Unfortunately for Indiana, that is not the one we are in.
The Rooting Interest
UCLA is trying to be the lowest-seeded team to win a title, which is an odd position to be in for a program that won more national titles than any program in history. The last three No. 11 seeds to make the Final Four were George Mason, Virginia Commonwealth, and Loyola of Chicago.
Those were all true Cinderellas. The Bruins are not.
They are a blue blood, or least desperately trying to convince everyone they are still a blue blood, and winning their first national championship since 1995 would certainly make their case. I’ve been surprised by how much I’ve enjoyed watching this UCLA team scratch and claw.
Houston has their best team since the Phi Slama Jama Era of Hakeem Olajuwon and Clyde Drexler. Those teams went to the Final Four three years in a row, and lost one of the most iconic title games of all time, when Jim Valvano’s NC State team upset them in the ‘83 title game.
With all due respect to Quentin Grimes, I can’t root for this team to do something Hakeem Olajuwon and Clyde Drexler failed to do. Does that mean I’ll never root for a Houston basketball team to win the title? I guess it does.
The Baylor reclamation project is truly astonishing and the Bears pass an important test that Houston failed. I really loved the Baylor duo of LaceDarius Dunn and Tweety Carter that lost in the 2010 Elite Eight to Duke, and I’ve been waiting for Baylor to produce a team as likeable as that one—even if it’s impossible to have a better named one.
This year’s team qualifies on the likeability scale. Baylor is also really, really good. With two more wins, they’d be 30-2 on the year, which would be the best record for a champ since 2012 Kentucky went 38-2. In a typical season, Baylor would be a perfectly fine champion.
But this is not a typical season.
Gonzaga is trying to be the first undefeated team in 45 years. The last two undefeated teams to make the Final Four were 1991 UNLV, which lost to Duke in the Final Four, and 2015 Kentucky, which lost to Wisconsin in the Final Four. To win two more games would be truly historic for any program.
Yet Gonzaga isn’t just any school. They’re a small Catholic school in Spokane, Washington, which plays in the West Coast Conference.

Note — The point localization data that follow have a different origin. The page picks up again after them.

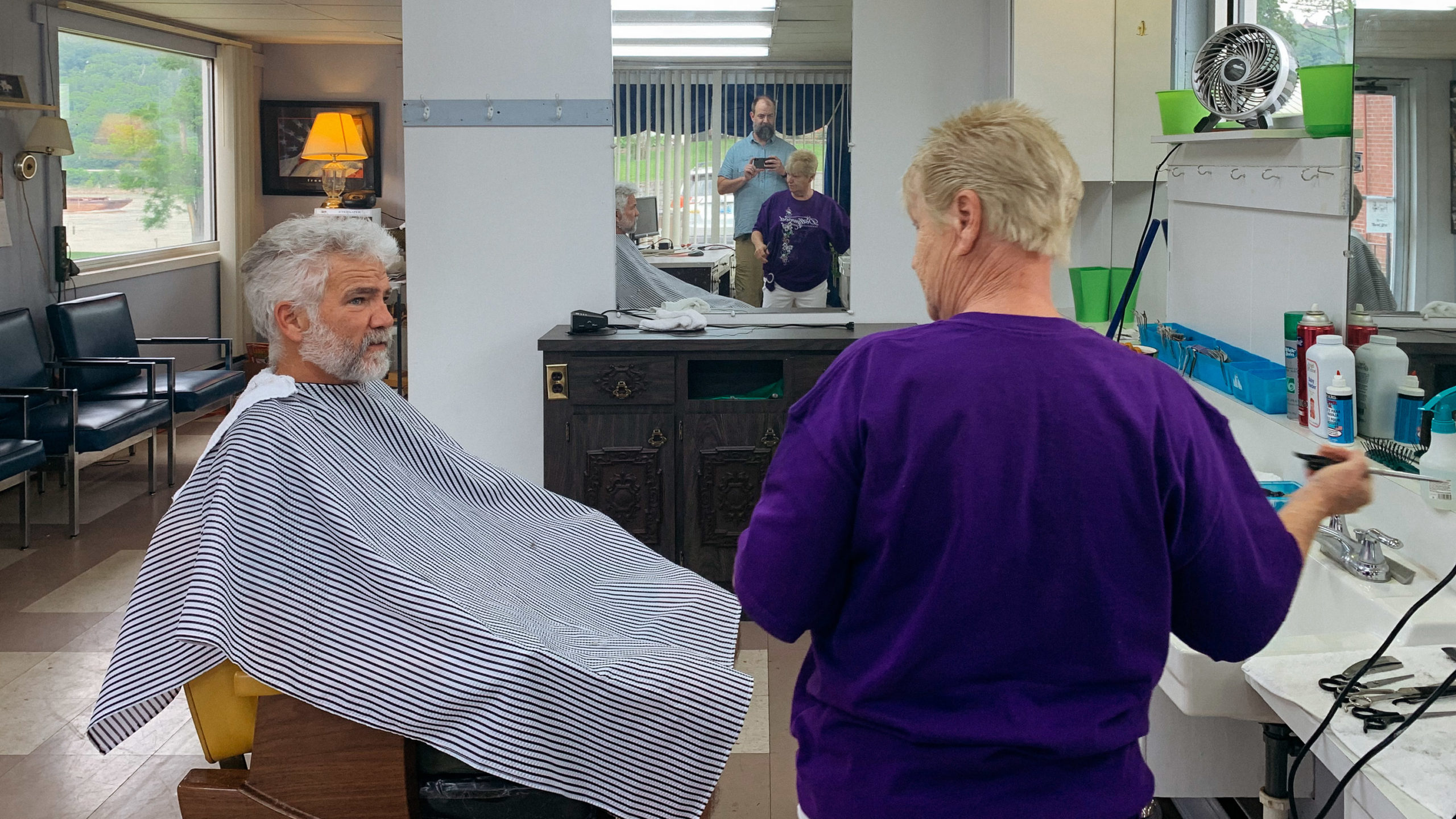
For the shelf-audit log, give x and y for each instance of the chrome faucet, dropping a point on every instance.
(1362, 551)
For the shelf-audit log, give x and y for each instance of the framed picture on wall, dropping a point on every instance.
(12, 89)
(284, 127)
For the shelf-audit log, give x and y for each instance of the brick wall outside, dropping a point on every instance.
(1375, 115)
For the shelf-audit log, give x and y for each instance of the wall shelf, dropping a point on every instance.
(1236, 135)
(27, 105)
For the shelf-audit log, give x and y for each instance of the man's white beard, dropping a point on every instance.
(341, 359)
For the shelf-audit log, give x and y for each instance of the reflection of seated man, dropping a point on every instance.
(643, 286)
(1366, 283)
(344, 550)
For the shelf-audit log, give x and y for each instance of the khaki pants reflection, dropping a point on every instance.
(747, 273)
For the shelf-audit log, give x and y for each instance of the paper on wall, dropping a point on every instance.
(1379, 214)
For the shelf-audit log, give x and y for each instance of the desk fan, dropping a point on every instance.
(1244, 73)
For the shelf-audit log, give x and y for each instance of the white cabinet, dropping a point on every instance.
(1094, 69)
(1062, 66)
(1142, 68)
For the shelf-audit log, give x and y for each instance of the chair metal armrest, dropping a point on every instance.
(150, 365)
(226, 343)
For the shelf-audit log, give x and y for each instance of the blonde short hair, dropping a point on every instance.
(1012, 158)
(801, 164)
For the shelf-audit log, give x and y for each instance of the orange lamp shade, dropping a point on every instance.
(334, 138)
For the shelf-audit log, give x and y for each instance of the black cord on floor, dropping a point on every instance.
(1355, 678)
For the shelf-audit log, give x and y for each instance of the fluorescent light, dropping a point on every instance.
(689, 50)
(692, 5)
(1408, 5)
(708, 31)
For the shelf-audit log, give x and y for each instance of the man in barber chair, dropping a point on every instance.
(408, 597)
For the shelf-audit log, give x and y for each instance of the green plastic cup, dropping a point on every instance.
(1330, 100)
(1180, 111)
(1090, 292)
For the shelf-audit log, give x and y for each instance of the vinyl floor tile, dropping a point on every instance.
(102, 588)
(63, 787)
(152, 791)
(755, 737)
(101, 637)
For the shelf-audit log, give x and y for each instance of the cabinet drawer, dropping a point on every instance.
(622, 382)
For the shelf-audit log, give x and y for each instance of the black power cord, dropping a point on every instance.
(1355, 678)
(1350, 774)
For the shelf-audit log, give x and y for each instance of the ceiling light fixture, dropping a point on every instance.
(689, 50)
(708, 31)
(1408, 5)
(692, 5)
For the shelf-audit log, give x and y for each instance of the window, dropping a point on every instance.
(142, 125)
(673, 129)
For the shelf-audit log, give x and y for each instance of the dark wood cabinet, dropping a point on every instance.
(672, 435)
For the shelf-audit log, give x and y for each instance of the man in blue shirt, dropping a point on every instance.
(752, 184)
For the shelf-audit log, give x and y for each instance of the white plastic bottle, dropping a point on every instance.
(1321, 362)
(1381, 369)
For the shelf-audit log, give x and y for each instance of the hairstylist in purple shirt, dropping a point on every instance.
(991, 524)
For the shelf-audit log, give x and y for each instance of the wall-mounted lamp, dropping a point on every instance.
(51, 138)
(336, 139)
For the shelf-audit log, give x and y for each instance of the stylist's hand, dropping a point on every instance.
(1334, 490)
(1343, 487)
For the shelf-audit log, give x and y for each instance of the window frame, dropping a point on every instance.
(100, 270)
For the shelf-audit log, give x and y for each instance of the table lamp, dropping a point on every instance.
(51, 138)
(336, 139)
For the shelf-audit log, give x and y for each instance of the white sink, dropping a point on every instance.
(1333, 611)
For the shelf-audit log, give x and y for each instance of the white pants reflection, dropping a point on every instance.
(784, 297)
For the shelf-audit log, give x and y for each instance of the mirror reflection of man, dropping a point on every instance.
(752, 184)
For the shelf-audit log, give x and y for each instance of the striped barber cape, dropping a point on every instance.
(346, 551)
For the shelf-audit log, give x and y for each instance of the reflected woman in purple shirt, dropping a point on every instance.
(991, 524)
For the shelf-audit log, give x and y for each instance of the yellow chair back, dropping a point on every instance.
(225, 707)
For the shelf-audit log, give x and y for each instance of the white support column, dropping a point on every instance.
(510, 228)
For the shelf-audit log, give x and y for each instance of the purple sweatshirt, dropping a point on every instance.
(799, 235)
(991, 525)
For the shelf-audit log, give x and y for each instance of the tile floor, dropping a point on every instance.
(60, 610)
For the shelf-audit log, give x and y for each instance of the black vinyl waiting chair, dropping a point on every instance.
(60, 420)
(19, 455)
(100, 327)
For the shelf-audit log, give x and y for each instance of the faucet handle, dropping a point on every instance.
(1387, 541)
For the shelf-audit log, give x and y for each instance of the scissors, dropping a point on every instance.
(1335, 684)
(1400, 696)
(1375, 719)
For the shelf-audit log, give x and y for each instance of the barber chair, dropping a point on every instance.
(18, 457)
(305, 763)
(100, 327)
(59, 420)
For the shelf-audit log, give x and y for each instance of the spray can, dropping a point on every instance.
(1311, 327)
(1408, 411)
(1340, 411)
(1292, 363)
(1359, 328)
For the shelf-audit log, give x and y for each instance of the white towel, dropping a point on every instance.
(675, 320)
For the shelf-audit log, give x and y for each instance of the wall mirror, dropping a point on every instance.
(686, 79)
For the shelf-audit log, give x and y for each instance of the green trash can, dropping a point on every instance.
(1330, 100)
(1180, 111)
(1090, 292)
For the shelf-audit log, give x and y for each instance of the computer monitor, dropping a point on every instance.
(647, 218)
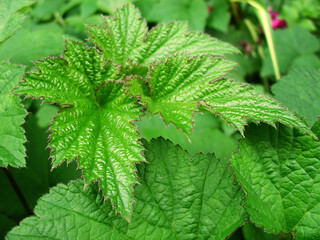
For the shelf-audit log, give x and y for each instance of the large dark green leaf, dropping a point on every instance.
(180, 197)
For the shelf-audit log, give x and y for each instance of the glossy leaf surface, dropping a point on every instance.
(279, 170)
(12, 114)
(95, 122)
(180, 197)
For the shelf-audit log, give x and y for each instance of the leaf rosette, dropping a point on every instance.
(170, 70)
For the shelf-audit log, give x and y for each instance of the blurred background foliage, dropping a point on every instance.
(48, 22)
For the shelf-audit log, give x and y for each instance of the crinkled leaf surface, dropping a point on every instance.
(294, 47)
(95, 122)
(125, 37)
(251, 232)
(300, 91)
(10, 18)
(175, 87)
(180, 197)
(211, 134)
(239, 104)
(12, 114)
(279, 170)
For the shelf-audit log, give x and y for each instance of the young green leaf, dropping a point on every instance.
(176, 86)
(300, 91)
(279, 170)
(180, 197)
(95, 122)
(12, 114)
(10, 18)
(125, 38)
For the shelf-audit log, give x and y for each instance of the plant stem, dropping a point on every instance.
(17, 190)
(266, 25)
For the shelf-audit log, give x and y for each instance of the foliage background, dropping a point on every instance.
(50, 21)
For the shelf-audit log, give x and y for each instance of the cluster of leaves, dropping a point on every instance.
(129, 74)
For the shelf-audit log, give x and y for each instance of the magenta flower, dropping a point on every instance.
(276, 22)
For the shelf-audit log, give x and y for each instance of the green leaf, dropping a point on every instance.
(178, 83)
(12, 114)
(279, 170)
(251, 232)
(180, 197)
(300, 91)
(124, 37)
(316, 128)
(110, 6)
(95, 122)
(11, 18)
(193, 11)
(239, 104)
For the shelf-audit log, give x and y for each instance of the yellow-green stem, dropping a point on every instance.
(266, 25)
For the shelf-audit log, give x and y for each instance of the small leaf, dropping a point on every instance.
(239, 104)
(124, 37)
(95, 122)
(10, 18)
(180, 197)
(193, 11)
(279, 170)
(300, 91)
(12, 114)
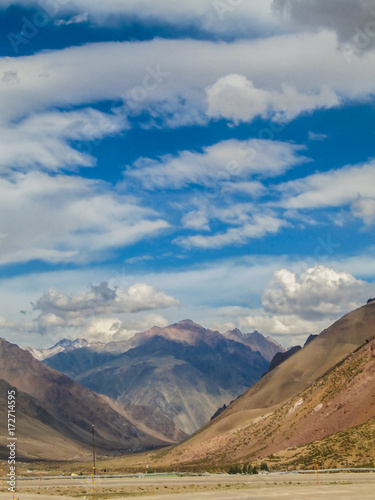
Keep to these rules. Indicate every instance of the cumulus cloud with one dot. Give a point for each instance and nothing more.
(113, 329)
(300, 305)
(42, 140)
(235, 98)
(68, 219)
(162, 78)
(349, 186)
(78, 19)
(350, 19)
(313, 136)
(216, 165)
(217, 16)
(254, 227)
(91, 312)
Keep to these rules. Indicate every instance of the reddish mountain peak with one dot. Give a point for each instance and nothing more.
(184, 331)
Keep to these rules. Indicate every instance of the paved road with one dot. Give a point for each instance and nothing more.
(291, 486)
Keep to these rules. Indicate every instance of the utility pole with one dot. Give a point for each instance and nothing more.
(93, 461)
(93, 447)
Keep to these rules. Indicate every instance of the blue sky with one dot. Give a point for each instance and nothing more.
(211, 160)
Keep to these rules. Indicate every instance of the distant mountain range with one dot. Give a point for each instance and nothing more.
(171, 379)
(324, 393)
(54, 414)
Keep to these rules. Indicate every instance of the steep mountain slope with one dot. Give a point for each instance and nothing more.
(290, 406)
(267, 346)
(66, 408)
(183, 372)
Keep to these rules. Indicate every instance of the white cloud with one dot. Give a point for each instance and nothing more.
(235, 98)
(335, 188)
(300, 305)
(68, 219)
(42, 140)
(352, 20)
(313, 136)
(78, 19)
(162, 77)
(256, 226)
(320, 291)
(365, 209)
(113, 329)
(62, 310)
(217, 164)
(217, 16)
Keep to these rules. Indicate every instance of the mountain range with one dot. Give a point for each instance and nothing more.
(323, 391)
(172, 379)
(54, 414)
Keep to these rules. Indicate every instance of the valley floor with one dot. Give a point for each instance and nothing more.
(339, 486)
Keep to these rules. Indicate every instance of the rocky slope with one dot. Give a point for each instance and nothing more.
(52, 409)
(173, 378)
(322, 389)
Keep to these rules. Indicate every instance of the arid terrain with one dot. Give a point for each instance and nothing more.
(339, 486)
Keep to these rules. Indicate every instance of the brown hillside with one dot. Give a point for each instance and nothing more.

When Gonzaga first truly arrived on the scene in 1999, they were the Cinderella of the Tournament.
When they beat Florida in that year’s Sweet Sixteen, Gus Johnson famously said “the slipper still fits!” That team eventually had their dream end in a hard fought loss to UConn, but for 20+ years, the Zags have kept returning to the dance each March, hoping that one of these years they’ll be the last one dancing.